Land Opposite Sun Inn Cottage, Lady Moyra Incline, Beckside, Kirkby-in-Furness, Cumbria: Archaeological Evaluation
Following the submission of a planning application for the construction of three dwellings on land opposite Sun Inn Cottage, Lady Moyra Incline, Beckside, Kirkby-in-Furness, Cumbria, Greenlane Archaeology was commissioned to carry out an archaeological evaluation of the site, preceded by a rapid desk-based assessment.
The site lies on the north side of the hamlet of Beckside, a short distance from the medieval parish church for Kirkby. Kirkby Ireleth, as the settlement was originally known, is recorded in the Domesday survey and the place-name indicates that a settlement existed there from at least the early medieval period, although there is evidence for human activity in the wider area from the end of the last Ice Age. Early maps of the site show that it originally comprised part of a large field with a smaller block of land labelled ‘garden’ to the west. Lidar data shows that the larger field is covered in narrow ridge and furrow of probable post-medieval date.
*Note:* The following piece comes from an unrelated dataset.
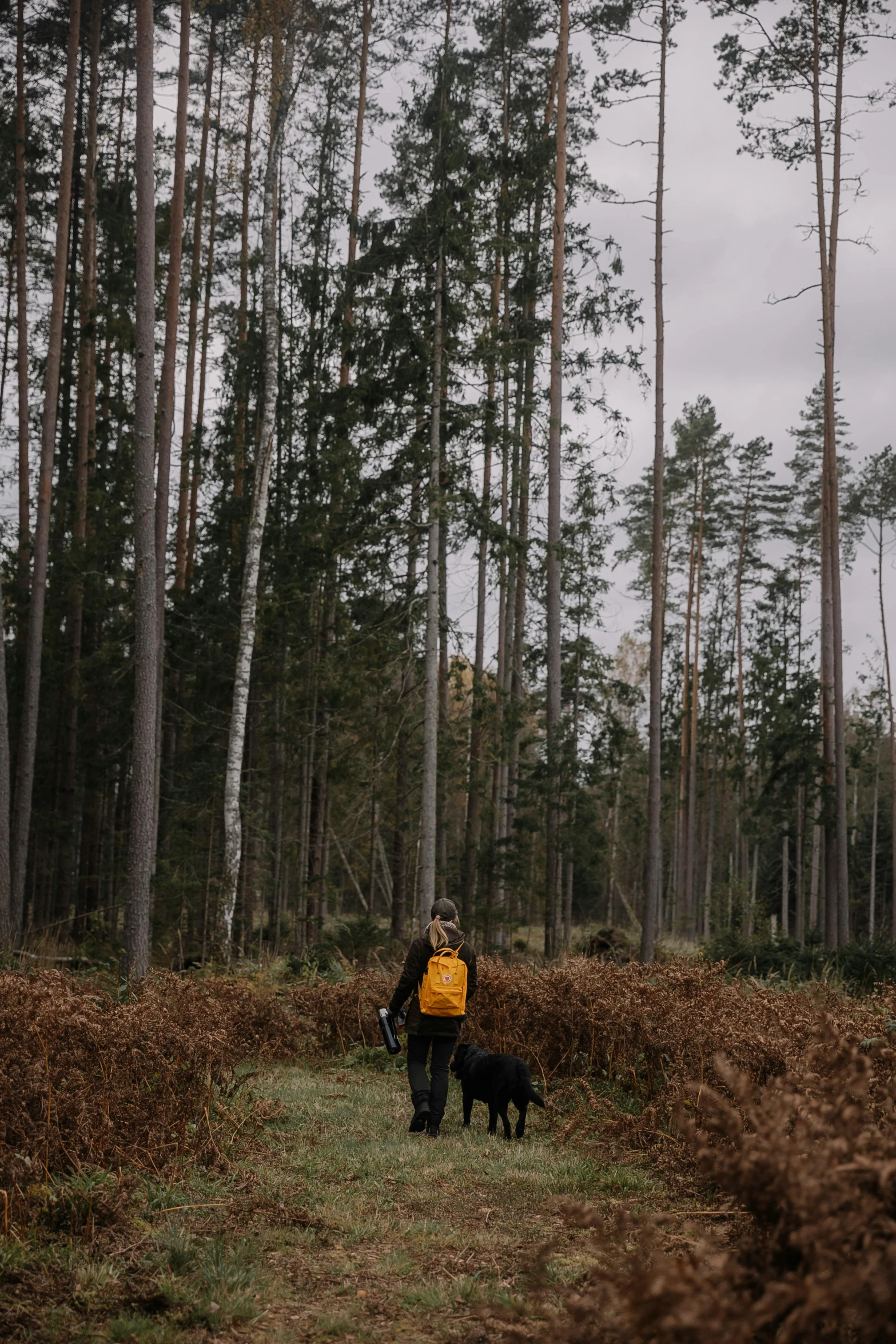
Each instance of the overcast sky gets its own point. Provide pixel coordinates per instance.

The evaluation comprised the excavation of three trenches and was undertaken by Greenlane Archaeology in July 2018. In each case a similar sequence of shallow deposits comprising topsoil, subsoil, and natural was encountered, although no subsoil was recorded in Trench 1. Finds were recovered from the topsoil in all of the trenches, typically comprising pottery and glass of post-medieval date, the nature of some of which suggests that they probably derived from the nearby school. However, two pieces of medieval pottery were recovered from Trench 1, demonstrating that there was activity here in the medieval period, as suggested by the historical record.
The full report will be made available on the Archaeology Data Service website.